The letter in which Paula wrote to the doctor how happy she felt in that far-distant land, I never succeeded in getting a sight of. The next time he had forgotten it; and after awhile I grew used to the doctor's regularly wanting to show me the letters which Paula wrote him from Venice, Rome, and Naples, and as regularly leaving them at home.

I do not know why it was that I always felt a singular confusion whenever the doctor began one of his fruitless searches for Paula's letter, and why I always tried to get him upon another subject as soon as possible. Not that I had any doubt of Paula's alleged happiness. The short and unfrequent letters which she wrote to Hermine and myself conveyed no intimation to the contrary; but I was by no means quite assured as to the source from which that happiness flowed, and the letters, whether addressed to myself or to Hermine, had all the same physiognomy, in which I could only here and there recognize a trace of the beloved features of Paula. And the longer the separation lasted, the shorter and fewer were these letters, so that they were nearly as brief and rare as the doctor's visits.

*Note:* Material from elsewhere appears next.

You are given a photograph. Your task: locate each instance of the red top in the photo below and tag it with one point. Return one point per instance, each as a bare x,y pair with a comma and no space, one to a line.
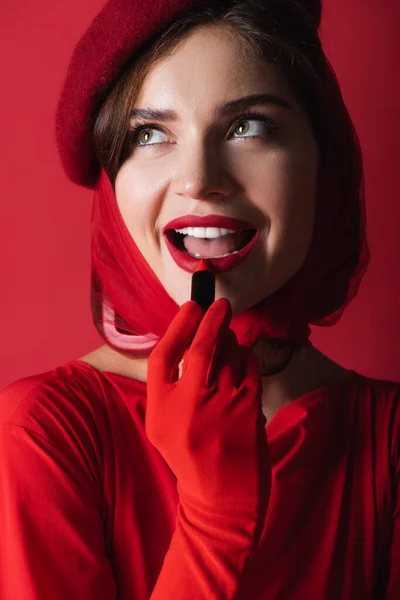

"It must be so," said the doctor, as I once assailed him with friendly reproaches on this point; "a young married pair is like a young plant, which thrives best when put under a bell-glass, and meddled with as little as possible. Men call Love a goddess;[[9]] but to me it appears a god; a stern, inapproachable, jealous god, that will endure no rivals, and who puts to the sword all colleagues that he may find in his chosen realm, be they lovely Astartes or hideous Mumbo-Jumbos. And he is quite right to do so; the human heart is a stubborn, cross-grained affair, and takes a frightfully long time in learning merely to spell through the ten commandments."

The doctor always said things of this sort in a very kind tone, the same that I heard him use in speaking to his patients, and was at all times full of friendliness and attention, even more towards my wife than myself. Indeed a peculiar relation seemed to have been established between Hermine and him. She, with her usual impulsiveness, had at first made no secret of the dislike with which she regarded my old friend, and often enough ridiculed, even in his presence, his odd eccentric ways. But the man who on other occasions had the keenest arrows in his quiver ready for any aggressor, let him be who he might, and who did not lightly grant quarter to an antagonist, on no occasion used his powerful weapons against her; and this gentleness which nothing could change, and which was assuredly not always easy for the hot and caustic temper of the man, succeeded at last, however she might resist, in touching and captivating Hermine. Perhaps this happy result may have been in part owing to the fact that lately she had received the doctor not only as my friend, but as her medical adviser.

"He is really too good!" she said more than once, looking thoughtfully at the door through which the odd figure of my old friend had just vanished.

"There is not much the matter with your wife," said the doctor to me, when I expressed some uneasiness at Hermine's altered looks. "But she has been used from childhood to freer exercise and fresher air than can be had in a city like this."